Beautiful packaging. Lovely
I guess I ain't losing sleep over a cheap second-hand lenovo Intel i5 laptop from 2015, but boy I am glad my workhorse desktop is zen
My 2 year old i7 laptop is my daily driver and it's been amazing, now I distrust it. I'm going to build my own CPU out of transistors and breadboards and live like it's the 80's
From all this vuln, is there any real life accident? Like some provider or company being victims because of it?
None reported yet. You can still choose whether you prefer a YOLO lifestyle.
Lol.. Maybe I should find punch cards and vacuum tubes.
My take is that I won't rush to replace personal computers, but I won't take the risk for VPS in shared environments.
This is my approach largely, however it depends on the application of the VPS. I have Intel in my "fleet" alongside AMD. It's a matter of using the right tool for the job imo :-)
The time for AMD is now.
That’s Epyc.
Nothing wrong with a YOLO lifestyle 😂
Oh and AMD is prem. Ryzen are the tits. Now that Asus has built a rack server for Ryzen there is nothing stopping AMD now.
Deeecent!
Edit: bold fail
Let me fix that for you sir. Now it's prem.
Link?
https://www.asrockrack.com/general/productdetail.asp?Model=X470D4U#Specifications
https://www.asrockrack.com/general/productdetail.asp?Model=1U4LW-X470#Specifications
They even have motherboards for threadripper now. Prem indeed.
Threadripper boards go up to 256GB RAM, while Ryzens only go up to 128GB. Potentially a Threadripper node can support more VMs with the higher RAM and cores, but of course I haven't done a cost benefit analysis.
Keep in mind that TR only have quad-channel memory vs octa on epyc. So if You want to do virtualization You should go with Epyc. If You need pure compute power then TR is way to go.
I have a Ryzen VM and and EPYC VM. The Ryzen kicks ass every time. It's actually really nice compared to Intel. And if Intel are going to keep having these problems, I think people will start to move to AMD.

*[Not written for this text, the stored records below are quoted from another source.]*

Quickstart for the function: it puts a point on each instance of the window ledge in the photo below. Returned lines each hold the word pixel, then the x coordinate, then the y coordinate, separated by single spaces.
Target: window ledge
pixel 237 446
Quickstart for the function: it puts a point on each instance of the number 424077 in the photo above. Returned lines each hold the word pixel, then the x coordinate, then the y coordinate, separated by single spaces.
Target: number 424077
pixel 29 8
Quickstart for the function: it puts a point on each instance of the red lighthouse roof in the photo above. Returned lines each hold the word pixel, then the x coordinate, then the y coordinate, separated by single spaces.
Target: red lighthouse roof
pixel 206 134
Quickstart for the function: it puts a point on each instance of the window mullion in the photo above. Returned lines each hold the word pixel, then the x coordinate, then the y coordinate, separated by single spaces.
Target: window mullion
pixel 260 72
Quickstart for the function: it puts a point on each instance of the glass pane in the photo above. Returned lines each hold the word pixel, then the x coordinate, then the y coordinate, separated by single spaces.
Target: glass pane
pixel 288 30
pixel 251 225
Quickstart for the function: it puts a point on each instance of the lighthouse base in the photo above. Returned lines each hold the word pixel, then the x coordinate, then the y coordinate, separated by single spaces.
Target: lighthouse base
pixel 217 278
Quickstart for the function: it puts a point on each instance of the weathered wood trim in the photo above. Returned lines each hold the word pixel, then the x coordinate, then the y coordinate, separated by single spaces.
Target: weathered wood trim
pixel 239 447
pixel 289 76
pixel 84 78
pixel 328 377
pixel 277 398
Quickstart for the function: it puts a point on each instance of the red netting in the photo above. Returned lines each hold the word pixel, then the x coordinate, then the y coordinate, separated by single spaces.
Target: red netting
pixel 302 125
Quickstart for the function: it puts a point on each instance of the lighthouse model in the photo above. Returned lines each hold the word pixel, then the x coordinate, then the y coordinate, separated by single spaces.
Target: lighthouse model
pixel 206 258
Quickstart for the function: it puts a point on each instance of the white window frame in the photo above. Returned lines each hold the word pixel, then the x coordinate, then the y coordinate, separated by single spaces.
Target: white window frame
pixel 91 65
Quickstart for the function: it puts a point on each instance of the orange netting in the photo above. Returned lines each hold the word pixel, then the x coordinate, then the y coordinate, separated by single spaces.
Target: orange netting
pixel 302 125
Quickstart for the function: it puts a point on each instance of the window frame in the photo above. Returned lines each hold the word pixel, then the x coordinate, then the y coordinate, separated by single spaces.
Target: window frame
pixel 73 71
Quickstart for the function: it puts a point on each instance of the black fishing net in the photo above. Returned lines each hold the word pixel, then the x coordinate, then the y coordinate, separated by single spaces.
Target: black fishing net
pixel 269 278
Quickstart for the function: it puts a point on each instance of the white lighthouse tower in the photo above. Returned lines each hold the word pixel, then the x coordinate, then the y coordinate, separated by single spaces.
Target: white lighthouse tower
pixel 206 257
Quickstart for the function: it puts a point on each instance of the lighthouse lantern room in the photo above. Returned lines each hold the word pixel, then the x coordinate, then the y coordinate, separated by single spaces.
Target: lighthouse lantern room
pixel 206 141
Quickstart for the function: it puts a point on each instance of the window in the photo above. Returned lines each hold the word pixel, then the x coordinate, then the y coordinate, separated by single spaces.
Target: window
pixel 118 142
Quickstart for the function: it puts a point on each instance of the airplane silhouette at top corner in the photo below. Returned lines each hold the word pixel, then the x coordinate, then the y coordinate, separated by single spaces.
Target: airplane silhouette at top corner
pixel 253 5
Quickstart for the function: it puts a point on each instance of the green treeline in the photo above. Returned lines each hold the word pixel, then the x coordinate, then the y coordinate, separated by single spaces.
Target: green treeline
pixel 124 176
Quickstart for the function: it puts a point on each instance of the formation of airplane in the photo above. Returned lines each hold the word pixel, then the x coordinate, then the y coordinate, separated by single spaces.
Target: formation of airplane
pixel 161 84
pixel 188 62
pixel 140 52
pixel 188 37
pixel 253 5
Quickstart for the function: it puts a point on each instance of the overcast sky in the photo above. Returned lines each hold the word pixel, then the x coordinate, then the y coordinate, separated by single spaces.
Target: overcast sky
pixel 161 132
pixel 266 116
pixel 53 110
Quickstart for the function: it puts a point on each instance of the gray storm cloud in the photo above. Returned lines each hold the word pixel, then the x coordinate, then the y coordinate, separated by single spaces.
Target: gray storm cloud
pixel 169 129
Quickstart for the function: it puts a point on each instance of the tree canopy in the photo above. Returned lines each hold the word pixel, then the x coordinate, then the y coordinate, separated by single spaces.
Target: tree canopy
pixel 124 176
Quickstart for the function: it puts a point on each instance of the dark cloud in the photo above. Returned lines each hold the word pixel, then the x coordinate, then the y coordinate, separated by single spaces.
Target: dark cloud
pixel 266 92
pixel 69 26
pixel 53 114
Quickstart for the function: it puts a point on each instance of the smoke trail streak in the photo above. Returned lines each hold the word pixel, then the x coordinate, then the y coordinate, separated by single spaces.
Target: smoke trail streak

I presume that's down to the clock speed of the Ryzen?
Same here and 100% agreed. Ryzen is honestly extremely impressive, high clocks and strong on plow.
In my testing, yes. In saying that, the EPYC is quite fast too considering the lower clock but doesn't enter the same performance league as Ryzen.
The reasons you listed here didn't convince me. The attack per se only breaks KASLR, so what? Can you explain what serious things an attacker can do with the knowledge of the kernel address?
I see cheap used Intel CPUs flooding the market.
I am so glad we've been mostly AMD shop ever since we went for our own hardware
Tho it does annoy that we do have couple racks of unused Intel servers left wondering if we should even power them up at this point.
As for power consumption: Intel lies. and oh do they lie! On all testing we've done Intel platforms have far exceeded the power envelope expectations by a quite a big margin, where as all AMD systems tend to use less than expected. One late nice surprise was when we started using 32c/64t EPYC servers with 24 drives each, all memory channels populated, some nvme etc. and they consumed 100W less than expected, churning happily along at 400-420W power envelope in production. (@Wall, averaged over months)
Waiting to receive some mITX X570 server motherboards late next month for testing!
Answer: Look at why KASLR was developed and deployed. Also read OP again (hint: e.g. SGX).